The mood was somber on Thursday morning at the Cornerstone Missionary Baptist Church where friends and family laid Mario Woods to rest at a funeral service, 15 days after he was killed by five San Francisco police officers.
About 100 mourners attended. One friend read a poem. His mother cried and hugged relatives. Community members stood outside trying to listen and taking photos. All were there to say goodbye to the 26-year-old Woods, who was killed on Dec. 2 after police said he wouldn’t put down a knife.
But video taken by a female Muni passenger, now the property of the Woods’ high-profile family attorney, John Burris, seems to contradict that theory.

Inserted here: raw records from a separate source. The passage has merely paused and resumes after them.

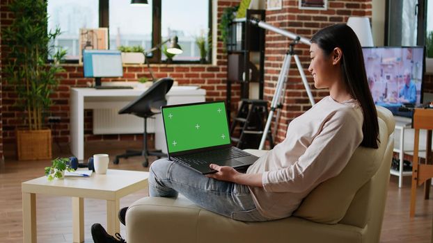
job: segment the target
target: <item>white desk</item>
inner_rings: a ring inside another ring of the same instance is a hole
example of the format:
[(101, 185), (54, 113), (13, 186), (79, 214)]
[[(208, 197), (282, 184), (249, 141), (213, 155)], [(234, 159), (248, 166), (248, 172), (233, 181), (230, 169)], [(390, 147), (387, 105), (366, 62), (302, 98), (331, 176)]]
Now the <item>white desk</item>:
[[(95, 90), (73, 87), (70, 98), (70, 147), (79, 160), (84, 159), (84, 109), (118, 109), (123, 108), (144, 92), (146, 89)], [(189, 86), (173, 86), (166, 94), (167, 104), (203, 102), (206, 90)], [(160, 115), (159, 115), (160, 116)], [(157, 117), (157, 120), (158, 119)], [(157, 122), (157, 124), (159, 122)], [(163, 127), (155, 127), (155, 146), (165, 149), (166, 142)], [(159, 130), (159, 131), (158, 131)], [(161, 144), (164, 144), (162, 147)]]

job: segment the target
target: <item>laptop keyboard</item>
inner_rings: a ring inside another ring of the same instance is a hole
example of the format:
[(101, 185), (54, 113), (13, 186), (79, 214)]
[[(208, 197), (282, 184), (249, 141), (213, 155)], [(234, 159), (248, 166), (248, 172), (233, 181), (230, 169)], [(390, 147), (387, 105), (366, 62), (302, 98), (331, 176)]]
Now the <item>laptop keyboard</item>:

Burris held a news conference last week announcing a federal lawsuit he had filed against the police department, and five officers, now on leave.
The lawsuit, filed in the U.S. District Court in San Francisco on behalf of Woods' mother, Gwendolyn, claims police used excessive force and violated Woods’ civil rights.
Police have not commented on the pending litigation, but Police Chief Greg Suhr said that officers were in the Bayview district that day after responding to reports that a man with a knife had stabbed someone. Suhr also said officers tried to use bean bag rounds and pepper spray unsuccessfully before the shots were fired.
Who that stabbing victim was has not been made public.
This week, the San Francisco Police Department announced a change in its gun policy, directly resulting from Woods’ death.
Suhr said pointing a service weapon at someone amounts to a use of force that officers must justify, and document it on paper.